Maine soldier sentenced in connection with Washington murder

Posted Aug. 15, 2014, at 4:53 p.m.

ISLESBORO, Maine — A soldier from a Maine island pleaded guilty this week in Washington state to acting as an accomplice in the murder last fall of another soldier after an altercation broke out between two groups of troops stationed at Fort Lewis.

Spc. Ajoni Runnion-Bareford, 22, of Islesboro was sentenced Wednesday at the Pierce County Superior Court in Tacoma, Washington, to 12 months in jail on the charge of rendering criminal assistance in the first degree in the stabbing death of Spc. Tevin Geike. Runnion-Bareford will receive credit for the 308 days he has served, according to a court official.

“All I have left of my son is a video I watch all the time and his tombstone. My youngest has nightmares and constant ‘why’ questions,” Troy Geike, the victim’s father, said in an impact statement submitted to the court. “The worse thing is the fact that a crime as bad as murder can take so long to find justice … I found that Washington state is the only place where a murderer has more rights than the victim, and those who assist just receive a slap on the hand.”

According to the Pierce County prosecutor, a witness told police that Geike, 20, had been walking along a road in Lakewood, Washington, with two friends on the night of Oct. 5 when someone in a vehicle yelled ‘hateful remarks’ at them. The men in the vehicle were black and Hispanic, and the men on foot were white.

“One of the walkers yelled back something related to being ‘combat veterans.’ The victim and his friends are members of the United States Army,” Philip K. Sorensen, the deputy prosecuting attorney for Pierce County, said in the declaration for determination of probable cause that was filed on Oct. 8.

After words were exchanged, the prosecutor said, the vehicle pulled over, and four of the five men in the car got out and walked toward Geike and his friends. One of the men in the vehicle, later identified as Jeremiah Hill, “grabbed Mr. Geike and threw him to the ground,” Sorensen said. The men, including the three who later were charged — Runnion-Bareford, Hill and Cedarium Johnson — fled to the vehicle and drove away, according to the probable cause affidavit.

“At that point, the victim’s friends realized that Mr. Geike had been stabbed,” the prosecutor said in the the probable cause affidavit.

Johnson told police detectives later that when he and his group of friends were moving back toward their sedan, Hill moved behind Geike, put him in a “bear hug” and then pushed him to the ground, according to the probable cause affidavit. When Hill got into the car, he was covered in blood, Sorensen said, and told the others that he had cut Geike.

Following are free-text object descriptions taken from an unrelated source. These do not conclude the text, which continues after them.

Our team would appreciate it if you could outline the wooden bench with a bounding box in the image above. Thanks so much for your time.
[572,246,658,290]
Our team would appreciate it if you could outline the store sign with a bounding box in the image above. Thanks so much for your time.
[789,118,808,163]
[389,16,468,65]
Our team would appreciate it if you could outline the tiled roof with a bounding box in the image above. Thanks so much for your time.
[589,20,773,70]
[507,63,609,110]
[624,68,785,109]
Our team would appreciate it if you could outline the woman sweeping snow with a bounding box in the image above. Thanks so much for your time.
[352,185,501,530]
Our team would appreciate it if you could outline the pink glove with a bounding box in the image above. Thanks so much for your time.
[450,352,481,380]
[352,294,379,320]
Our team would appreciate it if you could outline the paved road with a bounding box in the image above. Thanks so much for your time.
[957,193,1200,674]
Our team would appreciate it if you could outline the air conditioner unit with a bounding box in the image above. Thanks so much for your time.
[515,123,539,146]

Johnson told Runnion-Bareford to throw the knife from the car, and the Maine man threw it into the underbrush, according to the the probable cause affidavit.

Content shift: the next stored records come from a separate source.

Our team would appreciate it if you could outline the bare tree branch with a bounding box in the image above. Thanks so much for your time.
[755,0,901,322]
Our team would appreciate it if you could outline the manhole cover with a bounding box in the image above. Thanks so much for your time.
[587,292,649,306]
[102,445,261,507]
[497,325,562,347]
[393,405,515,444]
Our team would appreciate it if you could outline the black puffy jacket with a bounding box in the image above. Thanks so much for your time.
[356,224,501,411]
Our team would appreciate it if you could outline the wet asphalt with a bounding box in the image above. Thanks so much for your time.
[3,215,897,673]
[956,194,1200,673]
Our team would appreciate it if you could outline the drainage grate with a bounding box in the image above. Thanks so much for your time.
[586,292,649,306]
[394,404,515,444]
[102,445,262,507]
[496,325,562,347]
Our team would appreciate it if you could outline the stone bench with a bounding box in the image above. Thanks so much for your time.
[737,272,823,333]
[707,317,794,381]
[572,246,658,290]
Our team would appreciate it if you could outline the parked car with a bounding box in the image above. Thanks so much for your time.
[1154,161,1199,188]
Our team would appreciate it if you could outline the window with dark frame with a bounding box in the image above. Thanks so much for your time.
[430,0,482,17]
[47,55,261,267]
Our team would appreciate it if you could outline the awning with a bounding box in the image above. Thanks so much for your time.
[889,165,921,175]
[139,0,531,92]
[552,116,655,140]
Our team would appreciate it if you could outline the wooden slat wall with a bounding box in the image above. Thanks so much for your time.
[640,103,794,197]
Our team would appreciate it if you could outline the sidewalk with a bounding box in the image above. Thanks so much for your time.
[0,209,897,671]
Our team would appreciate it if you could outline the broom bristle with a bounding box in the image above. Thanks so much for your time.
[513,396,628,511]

“Runnion-Bareford also told investigators that after returning to post, Runnion-Bareford tried to clean up blood from the car,” Sorensen said in the the affidavit. “He parked the car several blocks from his barracks to avoid detection. Once he learned that Hill had been arrested, he again tried to clean the car, this time using bleach. Investigators said when they spoke to Runnion-Bareford, he smelled like bleach.”

Sorensen said in the the probable cause affidavit that all the suspects except Hill agreed that Geike had not done anything to warrant an attack.

Hill was charged with murder in the first degree after the attack and has been held at Pierce County Jail in lieu of $2 million bail, although his charge was amended to murder in the second degree on April 23, according to a court official. His trial is scheduled for Dec. 1.

Johnson, who also was charged with rendering criminal assistance, is awaiting his own trial.

According to the sentence handed down on Wednesday, Runnion-Bareford is required to pay court fees of $1,050, and he also had to write what made him guilty of the crime.

“I was with a group of soldiers and somebody had stabbed another person, and I took the knife and threw it from the car,” Runnion-Bareford wrote. “I knew I should not have done that because it would interfere with the investigation.”